🤖 AI Summary
Transformer language models face quadratic computational and memory overhead with increasing context length. This work proposes Efficient Test-time Tuning (ETT), a lightweight method that extends context capacity by fine-tuning overlapping sliding-window subsequences—derived via input chunking—at test time, updating only the second-layer parameters of feed-forward networks (FFNs). ETT achieves constant memory footprint and linear computational complexity in sequence length, scaling context length up to 32× (e.g., from 1K to 32K tokens).
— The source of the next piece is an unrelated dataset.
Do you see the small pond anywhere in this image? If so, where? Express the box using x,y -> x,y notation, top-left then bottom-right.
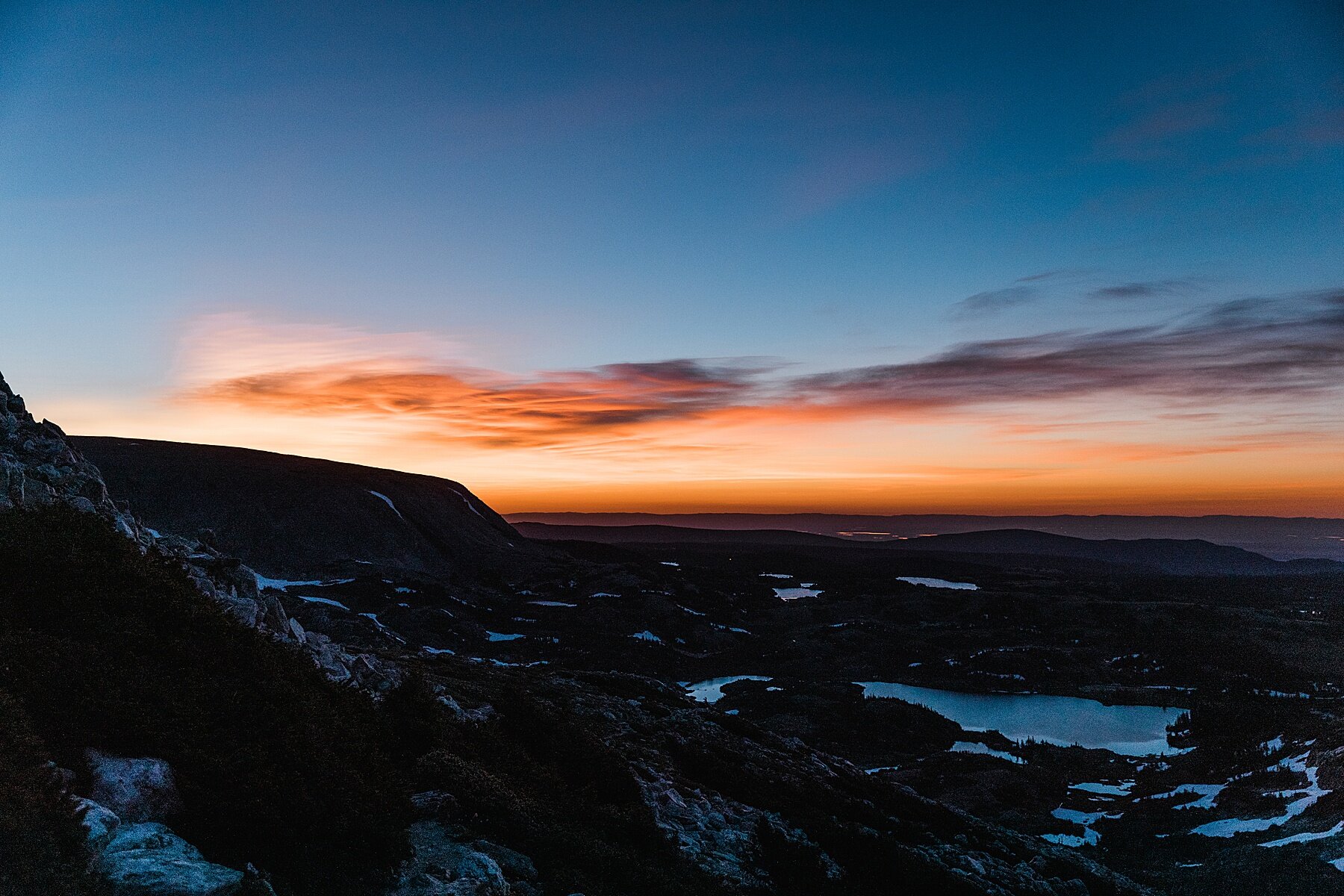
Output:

On LongBench, it improves accuracy by up to 30% for GPT-Large and Phi-2, substantially outperforming full-parameter fine-tuning. The core contribution is the identification of the FFN’s second layer as the critical bottleneck for contextual information storage, and the first demonstration of a lightweight, scalable, and high-yield test-time context enhancement paradigm.
📝 Abstract
Transformer-based Language Models' computation and memory overhead increase quadratically as a function of sequence length. The quadratic cost poses challenges when employing LLMs for processing long sequences. In this work, we introduce ourmodelacronym~(Extend at Test-Time), method for extending the context length of short context Transformer-based LLMs, with constant memory requirement and linear computation overhead. ETT enable the extension of the context length at test-time by efficient fine-tuning the model's parameters on the input context, chunked into overlapping small subsequences. We evaluate ETT on LongBench by extending the context length of GPT-Large and Phi-2 up to 32 times, increasing from 1k to 32k tokens. This results in up to a 30 percent improvement in the model's accuracy. We also study how context can be stored in LLM's weights effectively and efficiently. Through a detailed ablation study, we examine which Transformer modules are most beneficial to fine-tune at test-time. Interestingly, we find that fine-tuning the second layer of the FFNs is more effective than full fine-tuning, leading to a further improvement in the models' accuracy.